Everyone who comes into our store will have a different reason for seeking an electric bike or tricycle. Sometimes, this equipment is called a special needs trike but other times a customisation of an electric two-wheel bike or including some modifications to an electric trike will make the world of difference to the individual.
At BF eBikes, we don’t take pedalling for granted. Most recently, we have worked with some of our customers to help them with that pedalling action. Shortening the length of the cranks can make the difference between being able to ride and not for a knee replacement recipient. We have had customers feel really emotional when they realise that cycling is once again possible when their bike is configured to suit their needs.
Most recently, we have all experienced stock supply issues due to the challenges 2020 has thrown at us all. A positive outcome though has been our focus on approaching others with similar interests and passions for helping those living with disabilities. We are now very proud to announce that Blind Freddy Electric Bikes will be able to demonstrate, supply and customise the BodyCycles range of tricycles including the Edge trikes. After many months working with Tracey and her team in Adelaide on some of our requirements for modifying existing and new bikes and trikes in the Rehatri, Gomier and BF eBikes ranges, we can add the Edge tricycles and the Tigermoth to our range. We see the synergies between our family-orientated companies and believe this will result in better options and choices for our customers across Queensland and northern NSW.
Our collaboration with companies outside of Australia continues and this has proved to be particularly rewarding in these times of supply-chain issues. One of these relationships has resulted in several of our special needs customers being able to trial the trike tandem, a fantastic innovation which offers the tandem rider with a stable and comfortable ride.
In this case, we teamed the tandem trike with a Lekker OutBack electric bike which has front and rear hydraulic disc brakes, a powerful mid-drive motor and a low step-through for safe mounting/dismounting. Even with an adult tandem rider, you couldn’t really feel the extra weight.

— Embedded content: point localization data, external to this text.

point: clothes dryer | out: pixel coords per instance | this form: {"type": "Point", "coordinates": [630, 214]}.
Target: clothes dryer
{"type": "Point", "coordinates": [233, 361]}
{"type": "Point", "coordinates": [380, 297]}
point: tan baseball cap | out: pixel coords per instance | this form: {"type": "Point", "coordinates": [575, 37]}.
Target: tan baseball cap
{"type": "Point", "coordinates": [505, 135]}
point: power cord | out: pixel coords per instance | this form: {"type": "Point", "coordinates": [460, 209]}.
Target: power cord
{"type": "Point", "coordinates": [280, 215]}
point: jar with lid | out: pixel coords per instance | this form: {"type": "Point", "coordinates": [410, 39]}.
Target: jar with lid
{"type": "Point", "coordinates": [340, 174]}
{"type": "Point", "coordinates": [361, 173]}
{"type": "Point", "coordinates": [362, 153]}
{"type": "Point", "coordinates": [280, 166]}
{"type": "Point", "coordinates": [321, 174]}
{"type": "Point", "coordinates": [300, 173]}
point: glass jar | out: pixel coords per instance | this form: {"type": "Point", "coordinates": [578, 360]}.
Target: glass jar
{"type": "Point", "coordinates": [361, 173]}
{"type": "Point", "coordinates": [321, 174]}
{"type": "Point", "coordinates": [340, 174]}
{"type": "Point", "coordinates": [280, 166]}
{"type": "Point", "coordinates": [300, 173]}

But we also acknowledge that adding more to our standard range is not the only solution for many who approach us for support. The customisation part of our business is evolving rapidly and the range of modifications we can offer is ever-expanding. We enjoy being able to talk with participants, their families and their allied health professional support teams to better tune our current range for the individual. Just talking through daily challenges with existing equipment or discussing in more detail options to achieve goals can open up a world of new opportunities for customised equipment.
Recently we have expanded our range to offer a device to enable the care team to swap between fixed-wheel or free-wheel modes on a special needs trike. As the rider develops skills and familiarity with the equipment, we saw the need to be able to test progress with the pedalling action in a way which would not scare or be off-putting to a tentative rider or demand of the care team a level of mechanical skill which would prevent them from trialling the switch. We have had one young rider initial struggle and then overcome those challenges to be able to ride with far more confidence
Other innovations are occurring regularly and we approach each challenge with an open mind, a willingness to think creatively and with a team of people with complementary skills and experience to offer constructive suggestions, a solutions-based approach and a level of realism that tends to shine through.